Court Issues Guidelines For Determining Whether Punitive Damages Are Excessive


In Bowden v. Caldor, Inc., 1998 Md. Lexis 407 (1998), the Court of Appeals established a nine-part test to guide trial judges in reviewing punitive damages awards for excessiveness. The case involved the detention of Samuel David Bowden, a sixteen-year-old African-American hired by Caldor, Inc. to work as a customer service representative in one of its Baltimore department stores. Soon after Bowden began working, Caldor officials accused him of stealing money and merchandise from the store. Caldor security falsely imprisoned Bowden for several hours, lied about having incriminating evidence, refused Bowden's request to call his parents, coerced him to sign a false confession, had him arrested the following day, and caused his juvenile prosecution without any evidence against him. There was evidence at trial that the officials were motivated by racial hatred.

Bowden filed a civil suit against Caldor and its security personnel seeking compensatory and punitive damages. A jury awarded Bowden $110,000 for compensatory damages and $350,000 in punitive damages. After the verdict, the circuit court granted Caldor's motion for judgment notwithstanding the verdict as to two of the five torts for which the jury awarded damages. Consequently, the compensatory damages were reduced to $60,000, but the punitive damages award was left intact. On appeal, and following the issuance of a writ of certiorari to the Court of Special Appeals, the Court of Appeals affirmed the judgment notwithstanding the verdict, but ordered a new trial to calculate punitive damages for the three remaining torts.

Following the retrial, the jury awarded punitive damages of $9 million. The circuit court reduced the punitive damages to $350,00. The court concluded that an award of punitive damages was analogous to a sentence in a criminal case and, since the Supreme Court in North Carolina v. Pearce, 395 U.S. 711 (1969), held that a harsher sentence cannot be imposed against a criminal defendant following a retrial after a defendant's successful appeal, a higher punitive damages award following appeal was impermissible. The Court of Special Appeals affirmed, also adopting the Pearce analogy and rationale.

The case went again to the Court of Appeals. That court concluded that the Court of Special Appeals and the circuit court both erred in holding that the punitive damages award in the second trial could not exceed the award in the first trial. The court concluded that, contrary to the lower courts' analyses, the civil tort/damages issue raised by Caldor was not analogous to the criminal law/sentencing issue raised in North Carolina v. Pearce and that a jury was free to impose a higher punitive damage award following appeal and remand. But the court did not reinstate the jury verdict.
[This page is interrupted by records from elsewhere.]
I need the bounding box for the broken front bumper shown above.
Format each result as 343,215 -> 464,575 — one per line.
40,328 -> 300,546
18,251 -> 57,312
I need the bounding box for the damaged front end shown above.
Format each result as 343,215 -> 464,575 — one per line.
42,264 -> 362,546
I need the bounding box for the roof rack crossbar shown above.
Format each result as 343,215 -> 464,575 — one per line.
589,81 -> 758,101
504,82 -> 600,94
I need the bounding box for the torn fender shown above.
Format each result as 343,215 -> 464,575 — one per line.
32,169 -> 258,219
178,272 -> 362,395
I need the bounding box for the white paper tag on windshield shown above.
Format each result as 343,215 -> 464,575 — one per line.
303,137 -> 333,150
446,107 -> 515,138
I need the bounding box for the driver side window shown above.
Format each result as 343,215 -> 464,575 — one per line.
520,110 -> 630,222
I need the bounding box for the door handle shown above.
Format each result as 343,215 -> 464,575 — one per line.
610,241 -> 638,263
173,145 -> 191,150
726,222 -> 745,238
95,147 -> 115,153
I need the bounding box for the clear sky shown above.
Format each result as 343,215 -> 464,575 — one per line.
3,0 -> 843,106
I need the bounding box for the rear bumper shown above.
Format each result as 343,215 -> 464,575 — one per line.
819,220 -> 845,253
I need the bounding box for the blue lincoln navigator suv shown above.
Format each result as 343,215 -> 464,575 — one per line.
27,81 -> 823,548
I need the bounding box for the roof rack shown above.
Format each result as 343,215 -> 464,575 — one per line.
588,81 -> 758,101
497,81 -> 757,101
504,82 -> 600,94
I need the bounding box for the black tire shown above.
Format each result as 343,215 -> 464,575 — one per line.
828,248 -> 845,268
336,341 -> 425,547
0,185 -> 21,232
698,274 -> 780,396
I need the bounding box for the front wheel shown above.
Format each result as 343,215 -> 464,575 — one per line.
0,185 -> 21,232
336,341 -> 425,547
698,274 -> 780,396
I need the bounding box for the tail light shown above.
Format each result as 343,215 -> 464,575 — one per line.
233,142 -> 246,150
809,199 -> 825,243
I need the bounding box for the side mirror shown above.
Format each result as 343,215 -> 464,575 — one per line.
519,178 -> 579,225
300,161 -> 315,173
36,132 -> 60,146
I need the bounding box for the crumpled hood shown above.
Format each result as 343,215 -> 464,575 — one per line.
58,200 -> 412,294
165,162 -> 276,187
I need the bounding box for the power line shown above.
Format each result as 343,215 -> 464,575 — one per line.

Rather, it issued new guidelines to be used by the trial judge, following remand, for determining whether a punitive damages award is excessive.

Nine criteria were identified. First, the amount of punitive damages "must not be disproportionate to the gravity of the defendant's wrong." Second, because the purpose of punitive damages is to punish not bankrupt the defendant, the amount "should not be disproportionate to . . . the defendant's ability to pay." Third, considering all of the circumstances, the deterrence value of the amount awarded by the jury is relevant. Fourth, the court may consider the legislative policy reflected in statutes setting criminal fines. Fifth, the court may compare the award with other punitive damages awarded in the jurisdiction, particularly in comparable cases. Sixth, evidence that punitive damages have been awarded against the same defendant for the same conduct may be considered by the trial judge. Seventh, when the punitive damages are based on separate torts, a court may consider whether the torts stemmed from a single occurrence or episode. Eighth, the plaintiff's reasonable costs and expenses, including attorney's fees not covered by the award for compensatory damages, may be considered. Ninth, the award of punitive damages should bear a "reasonable relationship" to the compensatory damages awarded.

The case was remanded to the circuit court for further consideration in light of the new guidelines.